Fri, Feb 09, 2018 - Page 8 News List

Chinese infiltration not unnoticed

By Parris Chang 張旭成

The National Security Strategy report released on Dec. 18 last year by US President Donald Trump’s administration contains a section that few people have noticed or discussed, in which it says that the US must make efforts to counter China’s infiltration operations in the US.

The US National Security Council is alarmed by China’s use of financial, political and other means to manipulate and control US academia, think tanks, media and Hollywood producers, and it has established a working group to investigate and plan how to counter Beijing’s attempts.

There are 350,000 Chinese studying at US universities, accounting for one-third of all international students in the nation. The Chinese government encourages them to join Chinese student organizations at their universities, which are used by behind-the-scenes Chinese Communist Party (CCP) organizations to direct and control them.

The Office of Chinese Language Council International, known as Hanban, which is subordinate to the Chinese Ministry of Education, has worked with US universities, high schools and some towns and cities to set up several hundred Confucius Institutes in the US.

The purported aim of these institutes is to teach Chinese language and spread Chinese culture, but their real mission is to brainwash US students and promote the CCP’s political goals.

Some educational institutions, including the University of Chicago and Pennsylvania State University, have closed their Confucius Institutes on the grounds that they were operating under false pretenses and obstructing academic freedom.

Over the years, China has been acquiring US companies, especially those related to advanced technology and defense. This has caused alarm bells to ring in US national security departments.

The Committee on Foreign Investment in the United States (CFIUS), which is responsible for US security implications of foreign investments, closely monitors acquisitions of US companies by Chinese capital and has blocked several attempts by Huawei Technologies Co, which has connections with the People’s Liberation Army, to enter the US market.
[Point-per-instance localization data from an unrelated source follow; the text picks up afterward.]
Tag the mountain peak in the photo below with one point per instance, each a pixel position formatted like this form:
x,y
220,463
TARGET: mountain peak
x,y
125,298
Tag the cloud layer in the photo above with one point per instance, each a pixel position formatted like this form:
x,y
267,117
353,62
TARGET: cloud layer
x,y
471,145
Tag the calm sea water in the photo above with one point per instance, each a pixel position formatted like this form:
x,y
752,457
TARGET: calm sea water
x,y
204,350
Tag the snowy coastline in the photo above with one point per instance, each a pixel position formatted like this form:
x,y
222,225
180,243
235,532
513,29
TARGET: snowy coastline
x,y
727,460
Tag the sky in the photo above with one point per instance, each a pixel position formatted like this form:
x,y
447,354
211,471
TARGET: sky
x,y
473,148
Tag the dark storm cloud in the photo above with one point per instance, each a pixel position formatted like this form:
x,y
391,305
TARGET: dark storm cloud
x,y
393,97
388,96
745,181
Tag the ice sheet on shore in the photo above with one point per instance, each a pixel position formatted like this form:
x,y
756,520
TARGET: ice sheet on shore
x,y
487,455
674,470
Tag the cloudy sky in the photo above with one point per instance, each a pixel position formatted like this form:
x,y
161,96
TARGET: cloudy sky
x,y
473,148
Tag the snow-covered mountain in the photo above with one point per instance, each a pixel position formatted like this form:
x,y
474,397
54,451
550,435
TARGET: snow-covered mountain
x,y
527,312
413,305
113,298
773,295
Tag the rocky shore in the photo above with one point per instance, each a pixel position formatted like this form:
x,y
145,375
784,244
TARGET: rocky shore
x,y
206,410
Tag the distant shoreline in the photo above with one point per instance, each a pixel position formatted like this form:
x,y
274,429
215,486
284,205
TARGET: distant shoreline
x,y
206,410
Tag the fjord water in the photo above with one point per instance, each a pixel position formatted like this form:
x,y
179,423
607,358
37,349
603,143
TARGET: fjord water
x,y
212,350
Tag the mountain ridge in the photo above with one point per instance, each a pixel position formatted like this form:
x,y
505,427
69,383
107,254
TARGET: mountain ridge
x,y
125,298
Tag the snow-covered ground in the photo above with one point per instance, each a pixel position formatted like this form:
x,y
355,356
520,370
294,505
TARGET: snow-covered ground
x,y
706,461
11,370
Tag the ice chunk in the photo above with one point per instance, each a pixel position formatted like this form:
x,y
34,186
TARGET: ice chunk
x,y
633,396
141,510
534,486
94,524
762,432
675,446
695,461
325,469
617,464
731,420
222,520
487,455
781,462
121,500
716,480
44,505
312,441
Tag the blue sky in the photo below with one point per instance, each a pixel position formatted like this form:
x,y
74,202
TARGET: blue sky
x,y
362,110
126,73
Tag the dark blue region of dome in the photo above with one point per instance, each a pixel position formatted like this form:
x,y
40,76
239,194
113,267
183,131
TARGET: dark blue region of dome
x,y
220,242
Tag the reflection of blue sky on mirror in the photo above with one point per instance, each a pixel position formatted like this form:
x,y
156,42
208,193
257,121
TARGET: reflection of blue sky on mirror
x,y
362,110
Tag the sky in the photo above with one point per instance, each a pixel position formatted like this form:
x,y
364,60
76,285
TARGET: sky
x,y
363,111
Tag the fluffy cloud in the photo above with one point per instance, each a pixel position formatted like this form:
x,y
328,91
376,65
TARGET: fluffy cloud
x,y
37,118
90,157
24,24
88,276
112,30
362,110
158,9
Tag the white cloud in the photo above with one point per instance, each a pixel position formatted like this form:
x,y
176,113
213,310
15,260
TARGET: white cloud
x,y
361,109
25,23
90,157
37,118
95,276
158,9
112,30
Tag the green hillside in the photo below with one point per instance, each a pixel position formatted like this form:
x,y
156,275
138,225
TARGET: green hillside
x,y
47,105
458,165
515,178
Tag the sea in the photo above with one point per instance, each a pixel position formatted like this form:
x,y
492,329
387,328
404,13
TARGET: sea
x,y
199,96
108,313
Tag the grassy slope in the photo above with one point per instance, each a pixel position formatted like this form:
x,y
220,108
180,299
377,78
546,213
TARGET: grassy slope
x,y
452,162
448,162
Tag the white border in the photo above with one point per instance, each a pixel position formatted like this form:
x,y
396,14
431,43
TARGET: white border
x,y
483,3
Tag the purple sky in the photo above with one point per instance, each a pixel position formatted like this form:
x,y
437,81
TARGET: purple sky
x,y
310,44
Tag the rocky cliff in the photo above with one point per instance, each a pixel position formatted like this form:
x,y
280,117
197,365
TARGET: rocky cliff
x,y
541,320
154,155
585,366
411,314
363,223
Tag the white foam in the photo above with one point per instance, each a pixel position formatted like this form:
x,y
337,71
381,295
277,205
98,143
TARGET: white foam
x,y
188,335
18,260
Quite a few US think tanks have also been tainted by Chinese money. Under the pretext of funding research into China, government-controlled Chinese think tanks, as well as companies with close ties to the Beijing authorities, provide funding for US think tanks to engage in cooperative research.

US National Security Council officials say the findings of such projects are likely to be biased.

Beijing also uses financial means to interfere on a large scale in Australian politics. For example, Australian Senator Sam Dastyari, of the opposition Labor Party, has been accused of accepting political donations from a Chinese businessman and of advocating and implementing China’s foreign policies.

Faced with a tide of criticism, Australian Labor Party leader Bill Shorten criticized Dastyari.

Shorten said that “his judgement has let him down,” and forced Dastyari to resign from his post of deputy opposition whip and from his membership of Senate committees.

China also uses so-called “soft power” to interfere in Australian academia. It sends students to study in Australian universities and sets up CCP organizations within Chinese student associations to control them.

This Chinese cultural “invasion” is seen as a fuse that could spark clashes between communities in Australia.